Rabbit holes in shader linking
In the previous post I gave an introduction to shader linking. Mike has already blogged about this topic a while ago, focusing mostly on Zink, and now it’s time for me to share some of my adventures about it too, but of course focusing on how we improved it in RADV and the various rabbit holes that this work has lead me to.
Motivation for improving shader linking in RADV
In Mesa, we mainly represent shaders in NIR (the NIR intermediate representation) and that is where link-time optimizations happen.
The big news is that Marek Olšák wrote a new pass called
nir_opt_varyings
which is an all-in-one solution to all the optimizations above, and
now authors of various drivers are rushing to take advantage of this new code.
We can’t miss the opportunity to start using nir_opt_varyings
in RADV too,
so that’s what I’ve been working on for the past several weeks.
It is intended to replace all of the previous linking passes and can do all of the following:
- Remove unused outputs and undefined inputs (including “system values”)
- Code motion between stages
- Compaction of I/O space
So, I started by adding a call to nir_opt_varyings
and went from there.
Enabling the new linking optimization in RADV
The naive reader might think using the new pass is as simple as
going to radv_link_shaders
and calling nir_opt_varyings
there.
But it can never be that easy, can it?
The issue is that one can’t simply deal with shader linking. We also need to get our hands dirty with all the details of how shader I/O works on a very low level.
I/O variable dereferece vs. lowered explicit I/O
The first problem is that RADV’s current linking solution radv_link_shaders
works with the shaders when their I/O variables are still intact,
meaning that they are still treated as dereferenced variables.
However nir_opt_varyings
expects to work with explicit I/O.
In fact, all of RADV’s linking code all works based on I/O variables and dereferences,
so much so that it’d be too much to refactor all of that
(and such refactoring probably would have its own set of problems and rabbit holes).
So the solution here is to add a new linking step that runs after nir_lower_io
and
call the new pass in there.
After writing the above, I quickly discovered that some tests crash, others fail, and most applications render incorrectly. So I’ve set out on a journey to solve all that.
The rabbit holes
Shader I/O information collection
Like every driver, RADV needs to collect certain information about every shader in order to program the GPU’s registers correctly before a draw. This information includes the number of inputs / outputs (and which slots are used), in order to determine how much LDS needs to be allocated (in case of tessellation shaders) or how much FS inputs are needed, etc.
This is done by radv_nir_shader_info_pass
which also operated on I/O variables,
rather than information from I/O instructions.
However, after nir_lower_io
the explicit I/O instructions may no longer be in
sync with the original I/O variables.
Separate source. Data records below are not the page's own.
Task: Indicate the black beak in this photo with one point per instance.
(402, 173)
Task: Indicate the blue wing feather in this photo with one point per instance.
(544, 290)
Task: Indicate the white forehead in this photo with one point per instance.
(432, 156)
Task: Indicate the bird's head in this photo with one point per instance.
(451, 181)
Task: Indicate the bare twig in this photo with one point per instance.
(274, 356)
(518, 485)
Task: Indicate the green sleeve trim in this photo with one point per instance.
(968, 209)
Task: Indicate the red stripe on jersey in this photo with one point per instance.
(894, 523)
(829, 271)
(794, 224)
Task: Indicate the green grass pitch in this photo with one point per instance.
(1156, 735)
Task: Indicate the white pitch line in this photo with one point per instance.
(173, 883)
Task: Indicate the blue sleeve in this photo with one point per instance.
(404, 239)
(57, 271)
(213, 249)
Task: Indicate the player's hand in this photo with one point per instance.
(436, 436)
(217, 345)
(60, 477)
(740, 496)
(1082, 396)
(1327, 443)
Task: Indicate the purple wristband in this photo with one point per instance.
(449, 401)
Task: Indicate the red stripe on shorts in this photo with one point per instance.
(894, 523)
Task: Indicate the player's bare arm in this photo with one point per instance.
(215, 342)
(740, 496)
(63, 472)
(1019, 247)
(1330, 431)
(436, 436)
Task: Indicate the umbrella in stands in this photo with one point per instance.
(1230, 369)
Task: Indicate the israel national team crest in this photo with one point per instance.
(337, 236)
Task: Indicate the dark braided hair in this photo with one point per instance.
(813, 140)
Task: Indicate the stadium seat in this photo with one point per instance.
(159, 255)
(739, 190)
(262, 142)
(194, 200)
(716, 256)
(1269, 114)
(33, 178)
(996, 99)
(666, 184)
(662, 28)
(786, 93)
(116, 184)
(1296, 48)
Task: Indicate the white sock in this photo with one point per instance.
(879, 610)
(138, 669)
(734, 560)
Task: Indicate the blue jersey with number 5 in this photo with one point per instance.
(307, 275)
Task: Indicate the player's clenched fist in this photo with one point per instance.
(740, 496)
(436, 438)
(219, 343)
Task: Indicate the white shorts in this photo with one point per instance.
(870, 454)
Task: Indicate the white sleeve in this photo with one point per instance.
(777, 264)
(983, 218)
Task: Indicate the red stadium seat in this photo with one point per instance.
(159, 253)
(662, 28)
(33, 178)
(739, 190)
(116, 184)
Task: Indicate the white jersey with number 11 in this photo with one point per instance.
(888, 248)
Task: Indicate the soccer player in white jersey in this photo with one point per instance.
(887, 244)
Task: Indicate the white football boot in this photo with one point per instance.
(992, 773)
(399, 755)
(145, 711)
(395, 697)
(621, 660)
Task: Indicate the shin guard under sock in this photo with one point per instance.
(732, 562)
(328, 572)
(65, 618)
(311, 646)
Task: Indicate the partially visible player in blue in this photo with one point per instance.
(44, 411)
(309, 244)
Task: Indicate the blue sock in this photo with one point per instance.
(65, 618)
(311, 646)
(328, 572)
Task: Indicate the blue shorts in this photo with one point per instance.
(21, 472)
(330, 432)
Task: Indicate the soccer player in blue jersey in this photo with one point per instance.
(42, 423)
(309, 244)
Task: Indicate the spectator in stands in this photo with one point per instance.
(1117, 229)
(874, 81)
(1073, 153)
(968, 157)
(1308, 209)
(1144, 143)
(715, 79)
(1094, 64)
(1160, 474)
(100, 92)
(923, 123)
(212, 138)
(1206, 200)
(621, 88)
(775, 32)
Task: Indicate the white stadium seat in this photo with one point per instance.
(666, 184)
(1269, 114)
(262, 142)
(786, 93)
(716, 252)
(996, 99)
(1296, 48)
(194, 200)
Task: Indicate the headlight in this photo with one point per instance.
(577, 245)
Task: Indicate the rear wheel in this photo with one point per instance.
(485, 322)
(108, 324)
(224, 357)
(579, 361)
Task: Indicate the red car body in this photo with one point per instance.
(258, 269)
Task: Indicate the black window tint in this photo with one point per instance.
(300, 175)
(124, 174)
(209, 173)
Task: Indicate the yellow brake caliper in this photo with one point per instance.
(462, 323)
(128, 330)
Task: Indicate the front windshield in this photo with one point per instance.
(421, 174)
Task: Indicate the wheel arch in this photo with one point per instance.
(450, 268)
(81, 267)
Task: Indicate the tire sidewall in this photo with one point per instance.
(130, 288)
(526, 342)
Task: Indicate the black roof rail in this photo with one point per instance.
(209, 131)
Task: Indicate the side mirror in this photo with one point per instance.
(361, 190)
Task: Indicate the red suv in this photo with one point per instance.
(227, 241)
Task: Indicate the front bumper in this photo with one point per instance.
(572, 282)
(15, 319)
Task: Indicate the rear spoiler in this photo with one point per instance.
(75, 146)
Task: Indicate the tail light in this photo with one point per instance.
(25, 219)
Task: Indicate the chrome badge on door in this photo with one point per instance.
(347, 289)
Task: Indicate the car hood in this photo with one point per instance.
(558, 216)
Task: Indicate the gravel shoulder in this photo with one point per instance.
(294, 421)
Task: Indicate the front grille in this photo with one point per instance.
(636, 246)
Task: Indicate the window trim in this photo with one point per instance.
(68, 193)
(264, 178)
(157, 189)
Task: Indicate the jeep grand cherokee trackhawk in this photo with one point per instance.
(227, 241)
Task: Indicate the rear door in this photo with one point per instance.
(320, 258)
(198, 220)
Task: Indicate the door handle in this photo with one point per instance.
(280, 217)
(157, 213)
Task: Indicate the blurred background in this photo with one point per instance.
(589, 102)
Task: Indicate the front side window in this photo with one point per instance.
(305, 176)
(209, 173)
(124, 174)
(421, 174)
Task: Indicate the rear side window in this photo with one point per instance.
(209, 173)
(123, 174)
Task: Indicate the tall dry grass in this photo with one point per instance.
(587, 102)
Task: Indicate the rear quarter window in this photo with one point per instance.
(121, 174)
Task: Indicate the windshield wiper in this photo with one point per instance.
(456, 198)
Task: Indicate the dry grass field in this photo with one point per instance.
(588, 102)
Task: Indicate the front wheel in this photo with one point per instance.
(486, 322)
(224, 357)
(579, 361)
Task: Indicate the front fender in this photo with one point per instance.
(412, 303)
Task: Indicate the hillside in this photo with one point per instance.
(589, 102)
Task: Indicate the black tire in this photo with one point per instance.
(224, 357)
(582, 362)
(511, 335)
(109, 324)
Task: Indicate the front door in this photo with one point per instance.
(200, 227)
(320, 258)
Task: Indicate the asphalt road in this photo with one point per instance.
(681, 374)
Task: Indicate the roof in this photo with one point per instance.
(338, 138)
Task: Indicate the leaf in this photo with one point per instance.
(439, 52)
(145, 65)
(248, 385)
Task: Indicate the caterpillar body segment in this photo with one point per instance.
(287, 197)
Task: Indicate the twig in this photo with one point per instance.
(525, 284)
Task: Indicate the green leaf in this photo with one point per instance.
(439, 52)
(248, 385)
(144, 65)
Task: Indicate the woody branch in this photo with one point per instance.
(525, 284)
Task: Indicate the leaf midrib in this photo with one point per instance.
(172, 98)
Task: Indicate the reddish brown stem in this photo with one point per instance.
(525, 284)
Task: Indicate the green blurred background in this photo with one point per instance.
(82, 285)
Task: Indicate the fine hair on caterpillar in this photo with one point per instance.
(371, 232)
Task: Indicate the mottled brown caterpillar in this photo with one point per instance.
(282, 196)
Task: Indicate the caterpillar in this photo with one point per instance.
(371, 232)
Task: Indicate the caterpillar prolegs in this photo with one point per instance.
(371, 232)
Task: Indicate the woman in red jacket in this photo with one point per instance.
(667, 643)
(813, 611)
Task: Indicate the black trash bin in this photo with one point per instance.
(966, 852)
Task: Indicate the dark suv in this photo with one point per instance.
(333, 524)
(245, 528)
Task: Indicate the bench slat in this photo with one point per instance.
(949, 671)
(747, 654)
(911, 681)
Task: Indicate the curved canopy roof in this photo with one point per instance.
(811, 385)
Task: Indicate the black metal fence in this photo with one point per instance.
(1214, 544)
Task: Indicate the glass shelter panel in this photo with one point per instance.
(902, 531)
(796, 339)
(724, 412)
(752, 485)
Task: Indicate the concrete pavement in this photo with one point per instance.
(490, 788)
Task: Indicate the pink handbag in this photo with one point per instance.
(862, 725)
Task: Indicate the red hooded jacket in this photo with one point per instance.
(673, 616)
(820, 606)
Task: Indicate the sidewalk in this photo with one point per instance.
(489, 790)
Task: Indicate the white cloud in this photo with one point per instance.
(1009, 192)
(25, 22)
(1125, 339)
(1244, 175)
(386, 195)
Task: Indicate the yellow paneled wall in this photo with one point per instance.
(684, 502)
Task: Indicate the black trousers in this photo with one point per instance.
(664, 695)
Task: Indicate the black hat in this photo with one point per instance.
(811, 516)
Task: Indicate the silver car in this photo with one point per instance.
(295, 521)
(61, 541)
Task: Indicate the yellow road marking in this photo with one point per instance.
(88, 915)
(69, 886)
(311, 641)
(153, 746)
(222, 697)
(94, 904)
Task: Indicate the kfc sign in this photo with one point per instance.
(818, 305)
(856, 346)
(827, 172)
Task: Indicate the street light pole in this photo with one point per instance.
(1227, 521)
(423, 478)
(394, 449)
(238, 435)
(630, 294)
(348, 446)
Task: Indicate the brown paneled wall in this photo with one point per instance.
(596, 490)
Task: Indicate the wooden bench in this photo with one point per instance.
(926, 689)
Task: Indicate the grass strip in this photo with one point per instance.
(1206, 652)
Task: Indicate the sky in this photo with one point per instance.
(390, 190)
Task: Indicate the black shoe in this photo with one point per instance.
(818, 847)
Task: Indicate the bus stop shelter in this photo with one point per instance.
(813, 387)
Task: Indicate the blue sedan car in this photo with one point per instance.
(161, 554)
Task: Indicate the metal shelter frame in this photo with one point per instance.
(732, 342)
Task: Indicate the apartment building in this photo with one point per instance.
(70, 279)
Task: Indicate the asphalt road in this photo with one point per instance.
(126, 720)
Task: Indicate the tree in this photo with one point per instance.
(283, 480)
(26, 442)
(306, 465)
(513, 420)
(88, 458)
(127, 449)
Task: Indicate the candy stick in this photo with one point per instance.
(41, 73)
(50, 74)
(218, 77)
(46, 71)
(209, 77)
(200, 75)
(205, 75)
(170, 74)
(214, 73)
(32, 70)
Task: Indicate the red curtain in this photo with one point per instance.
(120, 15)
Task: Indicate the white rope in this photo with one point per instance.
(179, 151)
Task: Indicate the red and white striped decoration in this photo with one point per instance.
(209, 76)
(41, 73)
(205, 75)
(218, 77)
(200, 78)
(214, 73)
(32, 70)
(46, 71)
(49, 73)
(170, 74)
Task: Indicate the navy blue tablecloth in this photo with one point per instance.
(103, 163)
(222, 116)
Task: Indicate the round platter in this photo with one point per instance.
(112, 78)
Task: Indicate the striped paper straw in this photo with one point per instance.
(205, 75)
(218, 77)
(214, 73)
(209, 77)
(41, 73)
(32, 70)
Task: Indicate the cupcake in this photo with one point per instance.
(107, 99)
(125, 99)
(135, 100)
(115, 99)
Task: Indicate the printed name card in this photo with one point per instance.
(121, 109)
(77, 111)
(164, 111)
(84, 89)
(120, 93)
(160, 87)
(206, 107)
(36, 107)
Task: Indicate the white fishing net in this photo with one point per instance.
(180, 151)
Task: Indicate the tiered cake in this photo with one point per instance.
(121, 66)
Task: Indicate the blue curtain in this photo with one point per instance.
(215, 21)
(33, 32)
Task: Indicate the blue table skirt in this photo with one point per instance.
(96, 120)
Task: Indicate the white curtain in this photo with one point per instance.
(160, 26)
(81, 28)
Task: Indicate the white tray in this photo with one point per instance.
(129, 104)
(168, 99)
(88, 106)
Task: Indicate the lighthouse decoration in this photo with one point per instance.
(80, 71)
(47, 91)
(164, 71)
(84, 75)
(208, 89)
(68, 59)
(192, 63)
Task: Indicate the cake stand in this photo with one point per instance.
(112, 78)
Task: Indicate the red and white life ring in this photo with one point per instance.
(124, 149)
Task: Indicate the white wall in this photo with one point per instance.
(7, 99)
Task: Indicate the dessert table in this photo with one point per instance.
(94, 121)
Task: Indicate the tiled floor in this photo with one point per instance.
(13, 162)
This wasn’t a problem before because we
haven’t done any optimizations on explicit I/O so we could rely on I/O variable
information being accurate.
However, in order to use an optimization based on explicit I/O,
the RADV shader info pass had to be refactored
to collect its information from explicit I/O intrinsics, otherwise we wouldn’t be
able to have up-to-date information after running nir_opt_varyings
, resulting
in wrong register programming.
- Part 1 of refactoring RADV to use IO semantics, covering everything but FS
- Part 2 of refactoring RADV to use IO semantics, covering FS and deleting IO variables afterwards
Dealing with driver locations
Driver location assignment is how the driver decides which input and output goes to which “slot” or “address”. RADV did this after linking, but still based on I/O variables, so the mechanism needed to be re-thought.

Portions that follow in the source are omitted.